# Battery References



## EEVA PE (Sep 5, 2011)

I notice the reference books that I have are a little light on battery technology. There seems to be battery type questions on the sample exams that I am having difficult with and lack the references to look it up. Does anyone know of a good reference that I should add to my collection. I hate to go online and purchase a battery technology text book because it had a pretty picture on it. Looking forward towards any recommendations.


----------



## EEVA PE (Sep 16, 2011)

EEVA said:


> I notice the reference books that I have are a little light on battery technology. There seems to be battery type questions on the sample exams that I am having difficult with and lack the references to look it up. Does anyone know of a good reference that I should add to my collection. I hate to go online and purchase a battery technology text book because it had a pretty picture on it. Looking forward towards any recommendations.

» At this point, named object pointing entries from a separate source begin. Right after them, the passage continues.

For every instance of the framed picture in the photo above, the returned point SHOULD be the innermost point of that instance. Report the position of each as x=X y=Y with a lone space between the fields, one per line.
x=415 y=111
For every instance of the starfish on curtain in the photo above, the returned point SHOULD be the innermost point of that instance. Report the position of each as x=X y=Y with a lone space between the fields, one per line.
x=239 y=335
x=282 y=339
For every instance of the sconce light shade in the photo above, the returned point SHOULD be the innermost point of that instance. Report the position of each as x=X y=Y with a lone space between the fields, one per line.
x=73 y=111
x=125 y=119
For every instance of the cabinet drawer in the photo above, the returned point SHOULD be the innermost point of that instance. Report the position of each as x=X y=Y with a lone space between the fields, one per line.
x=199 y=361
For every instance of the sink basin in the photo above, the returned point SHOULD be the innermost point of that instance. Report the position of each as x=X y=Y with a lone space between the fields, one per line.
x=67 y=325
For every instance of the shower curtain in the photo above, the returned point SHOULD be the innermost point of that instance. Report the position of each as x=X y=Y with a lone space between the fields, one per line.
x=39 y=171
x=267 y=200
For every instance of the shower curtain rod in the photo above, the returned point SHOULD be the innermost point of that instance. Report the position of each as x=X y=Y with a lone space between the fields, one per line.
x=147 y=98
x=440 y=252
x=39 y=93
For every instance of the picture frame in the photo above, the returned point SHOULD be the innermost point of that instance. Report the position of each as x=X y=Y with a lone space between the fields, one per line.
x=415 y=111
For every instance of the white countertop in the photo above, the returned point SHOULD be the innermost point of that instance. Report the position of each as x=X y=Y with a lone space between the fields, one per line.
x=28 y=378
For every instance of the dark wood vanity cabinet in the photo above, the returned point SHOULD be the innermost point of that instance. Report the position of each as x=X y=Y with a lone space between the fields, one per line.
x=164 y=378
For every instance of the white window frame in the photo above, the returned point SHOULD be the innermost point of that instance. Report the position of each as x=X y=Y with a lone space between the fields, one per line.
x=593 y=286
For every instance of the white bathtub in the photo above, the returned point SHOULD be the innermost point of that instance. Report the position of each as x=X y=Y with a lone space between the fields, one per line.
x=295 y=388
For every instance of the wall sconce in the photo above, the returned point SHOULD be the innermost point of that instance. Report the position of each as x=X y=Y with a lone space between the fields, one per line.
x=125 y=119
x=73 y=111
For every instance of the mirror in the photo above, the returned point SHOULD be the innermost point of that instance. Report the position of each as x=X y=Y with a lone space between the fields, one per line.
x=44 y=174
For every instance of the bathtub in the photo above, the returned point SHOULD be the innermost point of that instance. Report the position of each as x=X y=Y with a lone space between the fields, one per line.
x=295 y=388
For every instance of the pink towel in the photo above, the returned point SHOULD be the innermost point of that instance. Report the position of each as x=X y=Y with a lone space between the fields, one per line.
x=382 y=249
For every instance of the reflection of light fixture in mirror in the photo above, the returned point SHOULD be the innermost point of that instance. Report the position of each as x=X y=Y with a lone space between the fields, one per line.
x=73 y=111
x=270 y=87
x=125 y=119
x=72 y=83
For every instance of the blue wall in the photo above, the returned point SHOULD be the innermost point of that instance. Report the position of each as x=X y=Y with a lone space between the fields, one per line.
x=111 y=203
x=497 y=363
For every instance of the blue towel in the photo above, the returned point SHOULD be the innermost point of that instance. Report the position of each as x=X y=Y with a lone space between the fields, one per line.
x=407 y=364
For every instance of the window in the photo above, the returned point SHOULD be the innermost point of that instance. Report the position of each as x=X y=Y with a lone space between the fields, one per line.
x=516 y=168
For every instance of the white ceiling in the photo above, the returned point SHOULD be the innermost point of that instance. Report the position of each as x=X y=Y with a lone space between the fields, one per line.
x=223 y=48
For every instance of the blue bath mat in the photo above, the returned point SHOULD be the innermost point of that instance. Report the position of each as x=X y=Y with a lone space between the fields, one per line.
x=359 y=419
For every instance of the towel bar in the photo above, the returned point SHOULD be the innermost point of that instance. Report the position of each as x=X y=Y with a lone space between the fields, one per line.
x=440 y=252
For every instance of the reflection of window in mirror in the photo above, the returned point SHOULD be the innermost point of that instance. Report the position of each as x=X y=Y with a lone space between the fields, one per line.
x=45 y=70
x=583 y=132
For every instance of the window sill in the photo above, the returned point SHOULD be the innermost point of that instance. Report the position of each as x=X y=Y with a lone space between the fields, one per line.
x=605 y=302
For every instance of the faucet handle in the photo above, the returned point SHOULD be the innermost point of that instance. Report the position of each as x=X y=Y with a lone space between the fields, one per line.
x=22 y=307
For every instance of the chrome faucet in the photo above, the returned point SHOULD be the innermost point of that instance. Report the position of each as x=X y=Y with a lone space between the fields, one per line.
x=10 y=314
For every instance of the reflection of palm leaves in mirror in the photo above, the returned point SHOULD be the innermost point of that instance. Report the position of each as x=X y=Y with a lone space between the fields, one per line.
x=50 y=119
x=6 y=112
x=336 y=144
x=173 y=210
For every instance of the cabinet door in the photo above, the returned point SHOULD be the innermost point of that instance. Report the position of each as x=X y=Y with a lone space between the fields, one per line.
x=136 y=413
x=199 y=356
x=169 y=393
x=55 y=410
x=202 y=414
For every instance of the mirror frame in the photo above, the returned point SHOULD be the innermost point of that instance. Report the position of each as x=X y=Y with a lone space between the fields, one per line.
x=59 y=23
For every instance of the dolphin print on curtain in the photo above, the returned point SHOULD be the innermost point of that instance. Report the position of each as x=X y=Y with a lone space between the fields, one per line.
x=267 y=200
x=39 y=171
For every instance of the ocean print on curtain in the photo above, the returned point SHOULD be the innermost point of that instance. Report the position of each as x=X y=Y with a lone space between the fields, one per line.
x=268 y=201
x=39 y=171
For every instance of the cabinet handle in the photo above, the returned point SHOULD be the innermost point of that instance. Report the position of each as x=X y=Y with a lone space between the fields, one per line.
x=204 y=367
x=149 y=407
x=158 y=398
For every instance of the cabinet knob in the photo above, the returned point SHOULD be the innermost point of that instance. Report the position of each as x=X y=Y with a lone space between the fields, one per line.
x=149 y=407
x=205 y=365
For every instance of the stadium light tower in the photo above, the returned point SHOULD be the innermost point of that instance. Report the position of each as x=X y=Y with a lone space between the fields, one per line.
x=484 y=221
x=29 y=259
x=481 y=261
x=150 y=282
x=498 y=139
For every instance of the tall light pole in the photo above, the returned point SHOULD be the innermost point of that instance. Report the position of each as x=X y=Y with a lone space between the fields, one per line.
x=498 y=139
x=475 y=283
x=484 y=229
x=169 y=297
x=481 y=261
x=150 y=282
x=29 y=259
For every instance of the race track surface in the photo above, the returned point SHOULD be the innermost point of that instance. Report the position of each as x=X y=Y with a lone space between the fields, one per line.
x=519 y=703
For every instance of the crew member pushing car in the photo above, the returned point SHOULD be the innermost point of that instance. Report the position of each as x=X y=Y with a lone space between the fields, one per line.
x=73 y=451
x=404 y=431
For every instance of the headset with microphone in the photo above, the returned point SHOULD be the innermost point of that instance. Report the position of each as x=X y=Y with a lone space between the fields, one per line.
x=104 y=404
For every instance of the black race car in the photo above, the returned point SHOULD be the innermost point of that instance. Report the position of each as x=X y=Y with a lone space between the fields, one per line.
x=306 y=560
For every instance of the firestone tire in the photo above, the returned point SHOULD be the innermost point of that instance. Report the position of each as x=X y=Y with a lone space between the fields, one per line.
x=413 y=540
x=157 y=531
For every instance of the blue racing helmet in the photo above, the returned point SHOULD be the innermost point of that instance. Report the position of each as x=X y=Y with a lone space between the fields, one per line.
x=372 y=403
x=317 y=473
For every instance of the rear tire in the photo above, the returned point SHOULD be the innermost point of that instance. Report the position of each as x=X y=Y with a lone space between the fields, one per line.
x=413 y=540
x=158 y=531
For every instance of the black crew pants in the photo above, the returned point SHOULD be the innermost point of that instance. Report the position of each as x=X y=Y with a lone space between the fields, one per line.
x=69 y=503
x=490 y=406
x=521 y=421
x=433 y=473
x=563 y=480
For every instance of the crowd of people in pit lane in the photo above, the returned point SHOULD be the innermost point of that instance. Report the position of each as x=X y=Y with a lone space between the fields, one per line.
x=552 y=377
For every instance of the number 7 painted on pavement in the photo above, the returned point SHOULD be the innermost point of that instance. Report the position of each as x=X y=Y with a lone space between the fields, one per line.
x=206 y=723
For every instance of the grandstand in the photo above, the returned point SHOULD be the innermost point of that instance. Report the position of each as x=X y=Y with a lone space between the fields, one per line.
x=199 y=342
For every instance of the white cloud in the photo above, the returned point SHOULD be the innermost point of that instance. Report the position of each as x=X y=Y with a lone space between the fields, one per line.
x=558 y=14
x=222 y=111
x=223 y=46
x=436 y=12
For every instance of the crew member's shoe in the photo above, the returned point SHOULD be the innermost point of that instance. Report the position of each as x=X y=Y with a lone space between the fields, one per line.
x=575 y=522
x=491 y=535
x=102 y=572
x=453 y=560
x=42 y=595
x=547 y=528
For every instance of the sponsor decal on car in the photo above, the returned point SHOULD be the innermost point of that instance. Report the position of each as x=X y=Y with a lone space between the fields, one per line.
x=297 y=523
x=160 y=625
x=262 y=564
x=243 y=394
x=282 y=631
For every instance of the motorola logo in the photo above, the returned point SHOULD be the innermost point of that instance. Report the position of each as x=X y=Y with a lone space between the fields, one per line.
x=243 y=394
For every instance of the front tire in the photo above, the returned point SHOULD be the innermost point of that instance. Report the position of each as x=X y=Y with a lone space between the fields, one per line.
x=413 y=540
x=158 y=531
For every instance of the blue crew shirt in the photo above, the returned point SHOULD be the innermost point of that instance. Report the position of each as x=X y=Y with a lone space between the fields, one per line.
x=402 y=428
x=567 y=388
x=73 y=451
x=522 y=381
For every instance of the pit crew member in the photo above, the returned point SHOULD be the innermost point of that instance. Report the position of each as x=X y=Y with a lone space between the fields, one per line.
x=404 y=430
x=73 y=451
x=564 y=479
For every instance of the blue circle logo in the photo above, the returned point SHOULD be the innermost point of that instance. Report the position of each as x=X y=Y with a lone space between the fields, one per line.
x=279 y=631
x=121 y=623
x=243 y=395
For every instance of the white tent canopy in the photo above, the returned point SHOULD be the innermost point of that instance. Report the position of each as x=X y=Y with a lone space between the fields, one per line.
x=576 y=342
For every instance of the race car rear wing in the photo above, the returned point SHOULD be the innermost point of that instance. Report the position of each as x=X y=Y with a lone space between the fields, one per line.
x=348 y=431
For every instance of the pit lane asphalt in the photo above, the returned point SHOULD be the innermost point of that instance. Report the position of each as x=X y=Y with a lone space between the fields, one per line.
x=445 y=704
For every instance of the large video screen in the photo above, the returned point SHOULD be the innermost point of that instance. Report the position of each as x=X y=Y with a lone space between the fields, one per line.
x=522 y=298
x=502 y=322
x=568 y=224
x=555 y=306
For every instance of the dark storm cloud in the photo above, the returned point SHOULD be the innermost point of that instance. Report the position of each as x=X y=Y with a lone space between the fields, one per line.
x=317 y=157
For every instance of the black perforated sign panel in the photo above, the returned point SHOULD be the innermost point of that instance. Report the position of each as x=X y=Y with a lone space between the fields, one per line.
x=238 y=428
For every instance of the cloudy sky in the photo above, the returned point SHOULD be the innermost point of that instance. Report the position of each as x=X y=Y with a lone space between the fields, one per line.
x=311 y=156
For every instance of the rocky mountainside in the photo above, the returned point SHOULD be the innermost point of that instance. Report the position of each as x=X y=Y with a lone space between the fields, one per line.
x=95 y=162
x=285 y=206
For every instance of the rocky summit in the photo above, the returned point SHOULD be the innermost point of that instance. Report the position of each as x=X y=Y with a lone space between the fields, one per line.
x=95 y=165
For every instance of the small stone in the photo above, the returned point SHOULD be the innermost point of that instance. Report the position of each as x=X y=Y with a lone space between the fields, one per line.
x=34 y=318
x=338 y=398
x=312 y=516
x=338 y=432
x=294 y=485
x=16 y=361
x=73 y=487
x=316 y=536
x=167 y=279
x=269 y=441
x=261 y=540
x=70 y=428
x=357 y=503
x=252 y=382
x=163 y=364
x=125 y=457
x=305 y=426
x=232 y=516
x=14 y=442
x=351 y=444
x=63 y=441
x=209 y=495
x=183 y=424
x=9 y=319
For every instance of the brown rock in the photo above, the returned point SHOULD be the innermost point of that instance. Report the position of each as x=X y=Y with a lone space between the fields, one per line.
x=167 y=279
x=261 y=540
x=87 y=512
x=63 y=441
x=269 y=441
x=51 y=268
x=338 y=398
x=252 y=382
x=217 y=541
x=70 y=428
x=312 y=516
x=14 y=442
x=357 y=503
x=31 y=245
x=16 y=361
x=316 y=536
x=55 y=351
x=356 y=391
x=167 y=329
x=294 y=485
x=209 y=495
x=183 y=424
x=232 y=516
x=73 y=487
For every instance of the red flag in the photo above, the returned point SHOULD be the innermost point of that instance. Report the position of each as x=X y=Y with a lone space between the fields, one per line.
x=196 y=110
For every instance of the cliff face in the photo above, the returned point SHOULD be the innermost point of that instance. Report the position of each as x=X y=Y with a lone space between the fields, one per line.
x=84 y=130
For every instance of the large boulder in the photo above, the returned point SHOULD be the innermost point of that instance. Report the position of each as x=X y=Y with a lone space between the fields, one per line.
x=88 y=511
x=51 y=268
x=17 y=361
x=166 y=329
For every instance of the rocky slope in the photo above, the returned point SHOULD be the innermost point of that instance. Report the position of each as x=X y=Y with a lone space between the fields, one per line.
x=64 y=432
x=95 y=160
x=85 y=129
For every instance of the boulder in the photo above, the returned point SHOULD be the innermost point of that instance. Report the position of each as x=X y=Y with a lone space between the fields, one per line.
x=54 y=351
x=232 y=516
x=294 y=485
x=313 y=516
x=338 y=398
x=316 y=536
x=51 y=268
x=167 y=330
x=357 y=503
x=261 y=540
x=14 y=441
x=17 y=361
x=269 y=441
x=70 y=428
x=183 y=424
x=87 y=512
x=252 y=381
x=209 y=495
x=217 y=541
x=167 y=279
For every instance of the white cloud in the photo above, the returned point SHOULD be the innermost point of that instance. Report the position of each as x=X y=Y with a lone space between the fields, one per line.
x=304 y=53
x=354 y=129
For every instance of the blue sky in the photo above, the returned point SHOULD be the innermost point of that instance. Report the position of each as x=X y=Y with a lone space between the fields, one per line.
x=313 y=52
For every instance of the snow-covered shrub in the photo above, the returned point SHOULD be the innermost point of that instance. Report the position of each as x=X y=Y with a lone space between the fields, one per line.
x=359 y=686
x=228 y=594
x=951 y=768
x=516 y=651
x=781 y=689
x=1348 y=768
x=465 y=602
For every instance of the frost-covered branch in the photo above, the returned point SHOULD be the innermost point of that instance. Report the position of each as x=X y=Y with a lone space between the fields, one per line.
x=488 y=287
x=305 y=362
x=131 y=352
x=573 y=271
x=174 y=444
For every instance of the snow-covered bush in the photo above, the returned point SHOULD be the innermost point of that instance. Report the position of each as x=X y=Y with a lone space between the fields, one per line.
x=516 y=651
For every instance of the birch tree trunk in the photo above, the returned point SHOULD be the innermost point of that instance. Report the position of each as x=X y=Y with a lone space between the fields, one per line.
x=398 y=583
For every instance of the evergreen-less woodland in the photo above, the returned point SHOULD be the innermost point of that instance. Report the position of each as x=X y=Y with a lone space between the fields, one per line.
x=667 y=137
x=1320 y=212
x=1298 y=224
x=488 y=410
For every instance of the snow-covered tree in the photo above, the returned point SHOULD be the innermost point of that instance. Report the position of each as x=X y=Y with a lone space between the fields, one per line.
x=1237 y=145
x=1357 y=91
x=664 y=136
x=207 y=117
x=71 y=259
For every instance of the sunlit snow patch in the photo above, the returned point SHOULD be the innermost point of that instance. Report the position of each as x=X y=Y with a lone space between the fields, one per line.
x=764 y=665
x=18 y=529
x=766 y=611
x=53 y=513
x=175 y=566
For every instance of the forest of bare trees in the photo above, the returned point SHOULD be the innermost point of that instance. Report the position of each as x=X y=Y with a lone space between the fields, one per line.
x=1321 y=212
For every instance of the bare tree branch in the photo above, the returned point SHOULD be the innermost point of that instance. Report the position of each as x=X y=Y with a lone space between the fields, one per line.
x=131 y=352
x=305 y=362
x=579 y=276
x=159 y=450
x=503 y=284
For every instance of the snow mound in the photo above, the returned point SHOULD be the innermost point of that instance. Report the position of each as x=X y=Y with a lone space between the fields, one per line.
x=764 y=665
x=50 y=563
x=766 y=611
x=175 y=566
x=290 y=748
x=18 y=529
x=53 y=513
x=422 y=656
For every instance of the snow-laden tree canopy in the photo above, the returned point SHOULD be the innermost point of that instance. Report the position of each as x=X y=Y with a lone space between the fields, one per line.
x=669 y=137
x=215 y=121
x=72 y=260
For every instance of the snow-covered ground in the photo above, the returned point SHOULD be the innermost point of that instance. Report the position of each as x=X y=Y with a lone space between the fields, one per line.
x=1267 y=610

I got the battery book with the pretty cover (Linden's Handbook of Batteries), I hope I made the right choice. I used the book for the first time today to solve a battery question, NCEES Sample Question #124 even though I know the answer in my sleep from trying to solve it 4 other times. I was able to get the answer from just using the book. So far the book is 1 for 1. I was able to eliminate 3 of the answers from the material in the book leaving me with the right answer. I will update this post over the next few weeks as I attempt other sample battery exam problems and let you know how this book performs for me as a reference.


----------



## ElecPwrPEOct11 (Sep 22, 2011)

EEVA said:


> EEVA said:
> 
> 
> > I notice the reference books that I have are a little light on battery technology. There seems to be battery type questions on the sample exams that I am having difficult with and lack the references to look it up. Does anyone know of a good reference that I should add to my collection. I hate to go online and purchase a battery technology text book because it had a pretty picture on it. Looking forward towards any recommendations.
> ...


I was similarly befuddled by this battery question on the NCEES exam. I guessed (incorrectly). The Power Reference Manual has almost nothing on batteries, as do my other references. It sounds like the Linden book was helpful for this one question. Have you found more battery questions on other sample exams? (I haven't taken the NCEES PM yet.) I have a really hard time spending $100 on a battery book where there might be 3 battery questions on the whole exam. Thanks for any more feedback.


----------



## EEVA PE (Sep 22, 2011)

ElecPwrPEOct11 said:


> EEVA said:
> 
> 
> > EEVA said:
> ...



The afternoon NCEES sample exam does not have any battery questions. There are not too many battery questions among the sample examples. I bought the book for more of a " peace of mind ". One less topic to worry about. I doubt the book will come in handy during the exam, but if they throw an odd ball battery question, i will not fumble and know where to look (My $100 book with the pretty cover).


----------



## ElecPwrPEOct11 (Sep 23, 2011)

Fair enough, it might be worth it. I'll be scrounging the interwebs for random battery articles over the next couple weeks.


----------



## Messi (Mar 14, 2019)

Can anyone comment which Topics to review from Linden book for the batteries ? I definitely dont have the time to go over the whole book


----------